When the URL are input one-at-a-time, manually into the flow, everything works perfectly.
When the URL’s are read from google sheet, some scrapes fail. Repeated runs give different URL failures, so it feels random.
I increased timeout on website scraper and wouldn’t say that changed the result all that much.
I reverted back to individual input, and again, it works fine.
Hey @BigGummiePlans! If you’re reporting an issue with a flow or an error in a run, please include the run link and make sure it’s shareable so we can take a look.
Find your run link on the history page. Format: https://www.gumloop.com/pipeline?run_id={{your_run_id}}&workbook_id={{workbook_id}}
Make it shareable by clicking “Share” → ‘Anyone with the link can view’ in the top-left corner of the flow screen.
Provide details about the issue—more context helps us troubleshoot faster.
If you click on the subflow runs that failed on the main flow where URLs are being pulled from the Sheet Reader node you’ll notice that on each failed run the Duplicate node failed, this is because the Extract Data node could not extract relevant data for a specific field and output a blank string, in which case the Duplicate node did not have any input to duplicate.
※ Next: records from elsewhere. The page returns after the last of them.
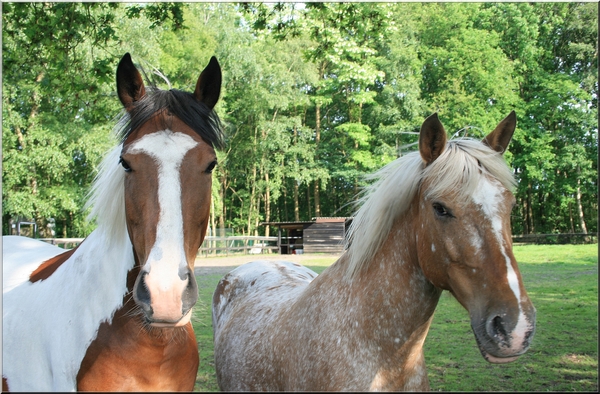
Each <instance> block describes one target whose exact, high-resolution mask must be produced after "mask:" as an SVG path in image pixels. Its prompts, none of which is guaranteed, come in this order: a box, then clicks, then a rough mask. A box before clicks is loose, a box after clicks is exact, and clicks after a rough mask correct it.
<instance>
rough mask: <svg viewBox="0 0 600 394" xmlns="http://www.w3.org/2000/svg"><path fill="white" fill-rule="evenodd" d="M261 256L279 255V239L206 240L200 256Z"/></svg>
mask: <svg viewBox="0 0 600 394" xmlns="http://www.w3.org/2000/svg"><path fill="white" fill-rule="evenodd" d="M240 252H241V253H244V254H261V253H269V252H271V253H279V246H277V237H250V236H231V237H215V236H208V237H206V238H204V242H203V243H202V246H201V247H200V249H199V250H198V256H209V255H223V254H224V255H226V256H228V255H229V254H233V253H240Z"/></svg>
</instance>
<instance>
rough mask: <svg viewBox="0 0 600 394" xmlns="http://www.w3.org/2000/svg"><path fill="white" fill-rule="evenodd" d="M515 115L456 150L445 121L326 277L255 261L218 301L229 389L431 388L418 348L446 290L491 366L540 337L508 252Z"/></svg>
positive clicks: (426, 332) (214, 316) (287, 263)
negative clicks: (435, 308)
mask: <svg viewBox="0 0 600 394" xmlns="http://www.w3.org/2000/svg"><path fill="white" fill-rule="evenodd" d="M515 125H516V116H515V113H514V112H512V113H511V114H510V115H509V116H508V117H507V118H506V119H504V120H503V121H502V122H501V123H500V124H499V125H498V126H497V127H496V129H495V130H494V131H492V132H491V133H490V134H489V135H488V136H487V137H486V138H485V139H484V140H483V141H477V140H472V139H464V138H463V139H457V140H452V141H447V139H446V131H445V130H444V127H443V126H442V124H441V123H440V121H439V119H438V117H437V115H436V114H434V115H432V116H430V117H429V118H427V119H426V120H425V122H424V123H423V125H422V127H421V132H420V137H419V151H418V152H414V153H410V154H407V155H406V156H403V157H401V158H399V159H397V160H396V161H394V162H392V163H391V164H389V165H387V166H386V167H384V168H383V169H382V170H380V171H379V173H377V174H376V176H375V178H376V179H378V180H377V182H375V183H374V184H373V185H372V186H370V187H369V188H368V189H367V191H366V193H365V195H364V197H363V198H362V206H361V207H360V209H359V210H358V212H357V214H356V216H355V218H354V221H353V223H352V225H351V228H350V231H349V236H348V241H349V246H348V247H347V251H346V252H345V254H343V255H342V256H341V257H340V259H339V260H338V261H337V262H335V263H334V264H333V265H332V266H330V267H329V268H327V269H326V270H325V271H324V272H323V273H322V274H321V275H318V276H317V275H316V274H315V273H314V272H313V271H311V270H309V269H307V268H304V267H302V266H299V265H297V264H292V263H288V262H267V261H257V262H252V263H248V264H245V265H242V266H240V267H238V268H237V269H235V270H233V271H232V272H230V273H229V274H227V275H226V276H225V277H223V279H221V281H220V283H219V285H218V287H217V289H216V290H215V292H214V295H213V309H212V313H213V327H214V345H215V367H216V371H217V379H218V383H219V386H220V388H221V389H222V390H227V391H237V390H261V391H263V390H264V391H268V390H282V391H296V390H298V391H299V390H311V391H327V390H335V391H341V390H358V391H367V390H373V391H379V390H406V391H407V390H417V391H421V390H428V389H429V382H428V379H427V372H426V369H425V360H424V357H423V342H424V341H425V338H426V336H427V332H428V330H429V326H430V324H431V321H432V319H433V313H434V310H435V308H436V305H437V303H438V300H439V298H440V294H441V293H442V291H443V290H448V291H450V292H451V293H452V294H453V295H454V296H455V297H456V299H457V300H458V301H459V302H460V303H461V304H462V305H463V306H464V307H465V308H466V309H467V310H468V311H469V315H470V317H471V326H472V328H473V332H474V334H475V339H476V341H477V344H478V346H479V349H480V351H481V354H482V355H483V357H484V358H485V359H486V360H487V361H489V362H492V363H506V362H510V361H513V360H515V359H517V358H518V357H519V356H520V355H522V354H523V353H525V351H526V350H527V349H528V347H529V344H530V342H531V340H532V337H533V333H534V330H535V308H534V307H533V305H532V303H531V302H530V300H529V298H528V296H527V293H526V291H525V288H524V287H523V282H522V280H521V275H520V273H519V269H518V267H517V262H516V261H515V257H514V255H513V252H512V240H511V230H510V212H511V209H512V207H513V205H514V203H515V198H514V196H513V195H512V193H511V191H510V190H511V189H512V188H513V186H514V180H513V176H512V173H511V171H510V169H509V168H508V166H507V165H506V163H505V161H504V159H503V157H502V153H503V152H504V150H505V149H506V147H507V145H508V143H509V141H510V139H511V138H512V134H513V132H514V130H515Z"/></svg>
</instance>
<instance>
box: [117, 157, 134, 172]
mask: <svg viewBox="0 0 600 394" xmlns="http://www.w3.org/2000/svg"><path fill="white" fill-rule="evenodd" d="M119 164H121V165H122V166H123V168H124V169H125V172H131V167H130V166H129V163H127V162H126V161H125V160H123V157H120V158H119Z"/></svg>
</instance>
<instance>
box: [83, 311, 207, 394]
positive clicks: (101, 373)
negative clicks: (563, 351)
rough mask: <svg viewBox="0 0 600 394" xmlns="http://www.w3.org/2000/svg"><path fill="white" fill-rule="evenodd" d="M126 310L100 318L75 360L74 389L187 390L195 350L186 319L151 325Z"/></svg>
mask: <svg viewBox="0 0 600 394" xmlns="http://www.w3.org/2000/svg"><path fill="white" fill-rule="evenodd" d="M130 313H131V311H130V310H129V308H127V307H123V308H121V309H120V310H119V311H117V312H116V313H115V317H114V318H113V320H112V322H111V323H107V322H105V323H102V325H101V326H100V329H99V330H98V335H97V337H96V338H95V339H94V341H93V342H92V343H91V344H90V346H89V347H88V349H87V351H86V355H85V357H84V358H83V360H82V362H81V366H80V368H79V372H78V374H77V390H78V391H192V390H193V388H194V384H195V380H196V374H197V371H198V365H199V355H198V347H197V342H196V338H195V336H194V331H193V328H192V325H191V323H188V324H187V325H186V326H184V327H181V328H177V329H153V328H149V327H143V323H142V322H141V320H140V319H138V318H136V317H135V316H134V317H132V316H131V315H130ZM174 330H175V331H174Z"/></svg>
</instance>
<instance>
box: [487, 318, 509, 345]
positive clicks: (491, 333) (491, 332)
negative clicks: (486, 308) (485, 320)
mask: <svg viewBox="0 0 600 394" xmlns="http://www.w3.org/2000/svg"><path fill="white" fill-rule="evenodd" d="M486 329H487V333H488V335H489V336H490V337H491V338H492V339H493V340H494V341H495V342H497V343H502V342H506V340H507V338H508V335H507V332H506V328H505V327H504V321H503V320H502V318H501V317H500V316H494V317H493V318H491V319H488V322H487V324H486Z"/></svg>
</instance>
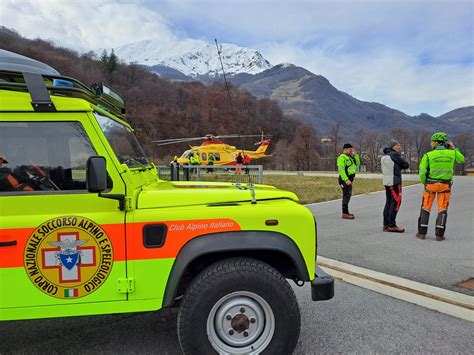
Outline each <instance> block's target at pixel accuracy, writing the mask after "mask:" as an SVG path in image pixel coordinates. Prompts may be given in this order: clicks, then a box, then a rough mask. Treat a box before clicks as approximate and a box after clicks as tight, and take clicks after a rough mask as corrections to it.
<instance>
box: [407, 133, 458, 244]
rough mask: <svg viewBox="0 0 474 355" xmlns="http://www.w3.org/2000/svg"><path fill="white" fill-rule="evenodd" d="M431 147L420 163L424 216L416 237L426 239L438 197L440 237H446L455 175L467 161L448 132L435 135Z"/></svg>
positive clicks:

I’m not exactly sure why a Duplicate node is needed here, I’m assuming it was added to meet the List input when Writer Mode on the sheet writer node is set to Write to Column. A quick and easy solution would be to simply remove the duplicate nodes and change the writer mode to Add a Single New Row – this will allow you to write empty/blank strings:
A more robust solution here though would involve two edits:
In your subflow you should use a Google Sheet Updater node to find and update the existing row since you’re using a single spreadsheet to read and write. More on Sheet Updater node here.
In your main flow you should wrap the subflow in an Error Shield, that way if anything fails for one off URLs they can be skipped without halting the entire flow
First recommendation was correct, removed duplicate, all runs execute.
However, the real underlying issue is unsolved.
Recapping :
I have URL as inputs, to be scraped.
If I manually input each URL one-at-a-time into my sub flow - each runs successfully, and returns results.
When i enter the same URLS as a list, and use primary flow - the runs complete, but website scrapes randomly collect nothing.
Here is the output list, showing the results of the extracts in both individual runs, list runs (x2).
From looking at the runs, website scraper seems to have collected nothing in some instances.
I have adjusted the time out, but it seems to not help.
One more thing, I just did a input list, as a trigger, new row add, and added each URL about 2 mins apart and got a perfect result. See sheets in screen shot, link here PLAN URL - Google Sheets
me thinks there is an issue with parallel processing website scrapes at the same time, perhaps its memory overhead, container time.